Achieving RPO=0 with Zone-Redundant Storage¶

The table above assumes snapshot-point RPO for AZ failures, but some cloud providers offer zone-redundant block storage. With this, RPO=0 can be achieved even during AZ failures.

Cloud	Product	Summary
Azure	Managed Disks ZRS (Premium SSD v1, Standard SSD)	Synchronous replication across 3 AZs in a region. During AZ outages, disks can be reattached in another AZ without data loss. Premium SSD v2 and Ultra Disk do not support ZRS
Google Cloud	Regional Persistent Disks (pd-ssd, pd-balanced)	Synchronous replication across 2 zones in a region. Failover is possible to the paired zone on zone failure
AWS	—	EBS has no zone-redundant configuration and is always redundant only within a single AZ. AZ-failure recovery depends on snapshot-based restore
OCI	—	Block Volume has no cross-AD redundant configuration and is redundant only within a single AD

Zone-redundant storage is expensive (typically about 2x the cost of regular block storage) and availability is limited by region, but it is an effective option for workloads requiring RPO=0. Kompox supports zone-redundant storage, with Provider Drivers absorbing provider-specific differences.
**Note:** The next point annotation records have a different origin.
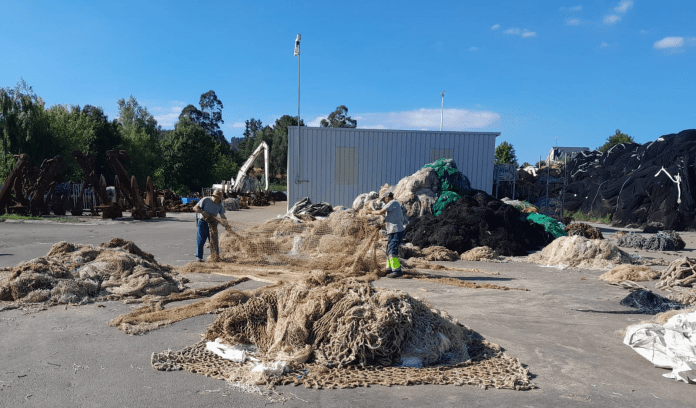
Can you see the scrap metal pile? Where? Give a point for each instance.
(34, 191)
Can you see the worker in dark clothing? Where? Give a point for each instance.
(394, 224)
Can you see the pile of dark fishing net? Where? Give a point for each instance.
(478, 219)
(638, 184)
(662, 241)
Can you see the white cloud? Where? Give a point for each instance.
(619, 10)
(166, 117)
(426, 119)
(624, 6)
(611, 19)
(669, 43)
(524, 33)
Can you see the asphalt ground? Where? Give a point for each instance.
(69, 357)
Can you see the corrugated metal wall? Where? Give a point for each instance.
(322, 162)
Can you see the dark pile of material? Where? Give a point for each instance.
(584, 230)
(629, 184)
(662, 241)
(478, 219)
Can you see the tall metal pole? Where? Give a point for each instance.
(442, 110)
(297, 52)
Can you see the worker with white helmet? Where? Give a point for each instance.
(394, 224)
(206, 211)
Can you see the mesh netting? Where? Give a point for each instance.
(584, 230)
(551, 226)
(580, 252)
(662, 241)
(346, 333)
(450, 178)
(634, 273)
(74, 273)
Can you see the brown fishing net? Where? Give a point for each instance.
(634, 273)
(580, 252)
(74, 273)
(286, 249)
(680, 279)
(346, 333)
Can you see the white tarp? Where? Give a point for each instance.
(670, 346)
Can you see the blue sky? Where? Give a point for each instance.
(540, 72)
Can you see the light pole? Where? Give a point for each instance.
(297, 53)
(442, 111)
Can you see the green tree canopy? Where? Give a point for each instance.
(617, 138)
(23, 127)
(339, 118)
(188, 158)
(208, 117)
(505, 154)
(141, 135)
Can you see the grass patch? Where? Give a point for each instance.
(578, 216)
(19, 217)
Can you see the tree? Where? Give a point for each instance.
(208, 117)
(505, 154)
(188, 154)
(141, 135)
(338, 118)
(23, 127)
(616, 138)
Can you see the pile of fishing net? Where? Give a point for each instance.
(550, 224)
(338, 334)
(638, 184)
(633, 273)
(680, 279)
(584, 230)
(288, 248)
(662, 241)
(74, 273)
(478, 219)
(433, 253)
(484, 253)
(580, 252)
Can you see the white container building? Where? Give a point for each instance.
(336, 164)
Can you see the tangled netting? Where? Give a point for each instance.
(662, 241)
(288, 248)
(580, 252)
(450, 178)
(633, 273)
(638, 184)
(680, 279)
(478, 219)
(584, 230)
(551, 226)
(74, 273)
(346, 333)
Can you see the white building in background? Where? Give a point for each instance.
(559, 154)
(336, 164)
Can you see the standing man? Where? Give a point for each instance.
(394, 224)
(206, 210)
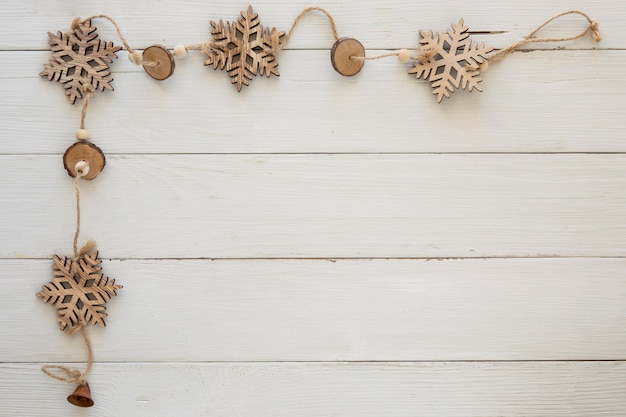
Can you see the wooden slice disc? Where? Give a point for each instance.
(158, 62)
(341, 53)
(84, 151)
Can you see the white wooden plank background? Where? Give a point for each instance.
(319, 245)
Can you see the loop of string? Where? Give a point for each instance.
(133, 56)
(592, 27)
(72, 375)
(331, 22)
(204, 47)
(136, 58)
(425, 53)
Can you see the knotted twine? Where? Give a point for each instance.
(61, 372)
(427, 52)
(68, 374)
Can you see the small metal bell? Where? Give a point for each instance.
(81, 397)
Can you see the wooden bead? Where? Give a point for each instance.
(81, 168)
(342, 56)
(404, 56)
(158, 62)
(85, 152)
(82, 134)
(180, 51)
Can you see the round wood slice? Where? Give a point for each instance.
(340, 55)
(84, 151)
(158, 62)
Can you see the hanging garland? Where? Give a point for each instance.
(244, 49)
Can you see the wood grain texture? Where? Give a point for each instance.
(523, 183)
(532, 102)
(321, 206)
(202, 310)
(377, 25)
(527, 389)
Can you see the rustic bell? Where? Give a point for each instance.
(81, 396)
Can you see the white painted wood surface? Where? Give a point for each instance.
(287, 251)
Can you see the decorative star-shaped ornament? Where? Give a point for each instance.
(78, 291)
(244, 48)
(450, 60)
(79, 58)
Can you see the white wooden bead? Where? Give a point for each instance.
(81, 168)
(82, 134)
(135, 57)
(404, 56)
(180, 51)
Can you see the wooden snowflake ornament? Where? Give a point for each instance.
(79, 58)
(78, 291)
(450, 60)
(244, 48)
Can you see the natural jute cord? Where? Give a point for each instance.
(426, 53)
(592, 27)
(72, 375)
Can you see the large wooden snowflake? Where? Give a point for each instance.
(244, 48)
(79, 58)
(452, 60)
(78, 291)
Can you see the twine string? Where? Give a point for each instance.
(592, 27)
(72, 375)
(89, 91)
(133, 55)
(427, 52)
(331, 22)
(77, 232)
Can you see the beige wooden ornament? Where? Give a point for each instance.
(79, 58)
(244, 48)
(450, 60)
(78, 291)
(347, 56)
(87, 152)
(158, 62)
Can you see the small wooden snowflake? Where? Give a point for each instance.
(450, 60)
(78, 291)
(79, 58)
(244, 48)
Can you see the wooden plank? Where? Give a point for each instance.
(550, 101)
(320, 206)
(370, 310)
(321, 389)
(378, 25)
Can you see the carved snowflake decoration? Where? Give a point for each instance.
(244, 48)
(79, 58)
(78, 291)
(452, 60)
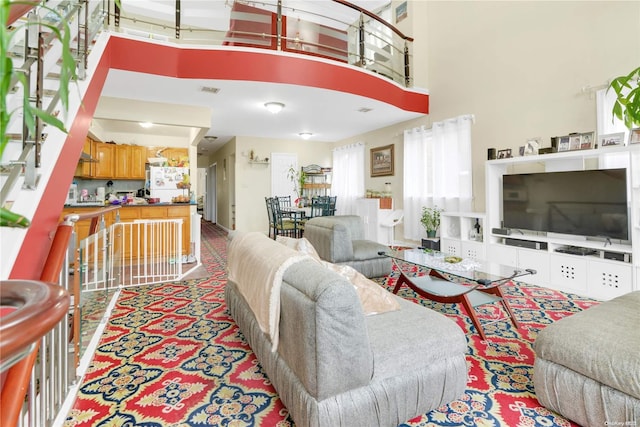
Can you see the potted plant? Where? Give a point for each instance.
(431, 220)
(298, 178)
(627, 104)
(10, 75)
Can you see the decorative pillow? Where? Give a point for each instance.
(301, 245)
(374, 299)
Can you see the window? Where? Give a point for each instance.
(347, 182)
(437, 171)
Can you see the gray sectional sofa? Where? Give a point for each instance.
(335, 366)
(340, 240)
(587, 365)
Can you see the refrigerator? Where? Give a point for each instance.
(165, 183)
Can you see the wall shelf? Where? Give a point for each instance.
(615, 262)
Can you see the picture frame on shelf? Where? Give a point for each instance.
(563, 143)
(532, 146)
(382, 161)
(611, 140)
(574, 142)
(504, 154)
(587, 140)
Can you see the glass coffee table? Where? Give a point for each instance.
(456, 280)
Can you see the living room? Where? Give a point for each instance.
(524, 70)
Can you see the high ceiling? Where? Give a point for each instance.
(237, 107)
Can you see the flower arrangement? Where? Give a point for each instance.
(298, 178)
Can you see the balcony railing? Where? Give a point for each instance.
(336, 30)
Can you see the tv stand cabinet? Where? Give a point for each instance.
(608, 269)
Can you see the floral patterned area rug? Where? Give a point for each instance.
(172, 356)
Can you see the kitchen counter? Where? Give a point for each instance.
(133, 212)
(97, 205)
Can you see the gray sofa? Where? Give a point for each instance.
(340, 240)
(335, 366)
(587, 365)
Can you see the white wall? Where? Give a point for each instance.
(521, 66)
(253, 181)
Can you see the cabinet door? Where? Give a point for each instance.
(122, 162)
(138, 157)
(104, 154)
(176, 156)
(84, 168)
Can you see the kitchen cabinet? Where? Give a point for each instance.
(112, 161)
(104, 155)
(129, 162)
(85, 166)
(176, 156)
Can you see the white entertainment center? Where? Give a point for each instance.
(610, 269)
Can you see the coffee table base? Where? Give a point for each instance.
(437, 288)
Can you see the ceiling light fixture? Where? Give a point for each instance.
(274, 107)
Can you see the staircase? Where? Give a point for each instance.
(32, 152)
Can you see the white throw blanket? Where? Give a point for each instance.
(257, 264)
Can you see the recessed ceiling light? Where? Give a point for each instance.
(210, 89)
(274, 107)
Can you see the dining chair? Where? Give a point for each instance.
(283, 225)
(285, 203)
(270, 216)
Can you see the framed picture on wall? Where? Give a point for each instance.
(611, 140)
(382, 161)
(586, 141)
(563, 143)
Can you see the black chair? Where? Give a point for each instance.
(270, 215)
(331, 209)
(283, 225)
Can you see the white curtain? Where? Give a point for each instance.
(347, 182)
(437, 171)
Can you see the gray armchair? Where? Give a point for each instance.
(340, 240)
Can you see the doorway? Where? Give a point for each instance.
(210, 204)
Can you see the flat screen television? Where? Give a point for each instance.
(590, 203)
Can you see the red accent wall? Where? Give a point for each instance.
(145, 57)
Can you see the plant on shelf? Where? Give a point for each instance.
(10, 75)
(431, 220)
(627, 104)
(298, 178)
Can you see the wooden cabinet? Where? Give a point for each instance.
(138, 157)
(85, 166)
(175, 156)
(112, 161)
(129, 162)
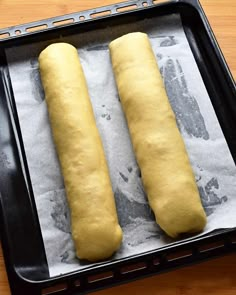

Kompox Development Roadmap¶

Kompox has the following roadmap:

v1 (Kompox CLI)
- Implement the core kompoxops CLI and Provider Driver, enabling deployment and snapshot management for simple Compose apps with RWO PV on AKS.
- Define and implement the KOM (Kompox Ops Manifest) format for layered configuration management across Workspace, Provider, Cluster, and App.
- Add support for other cloud providers such as OKE, EKS, GKE, and K3s to enable multi-cloud reuse of the same definition files.
- Implement auto-recovery from large incidents such as AZ outages to significantly reduce RTO.
v2 (Kompox PaaS)
- Based on the Kompox CLI implementation, add the following Kubernetes-targeted components:
  - Kompox CRD: Enable definition and management of Compose apps as Kubernetes-native resources.
  - Kompox Operator: Manage application lifecycle as a Kubernetes controller.
- Implement multi-tenant PaaS capabilities to realize an internal container application hosting platform.
  - Allow multiple teams/projects to host applications independently on a single Kompox instance.
  - Implement billing based on cloud resource usage to support cost management.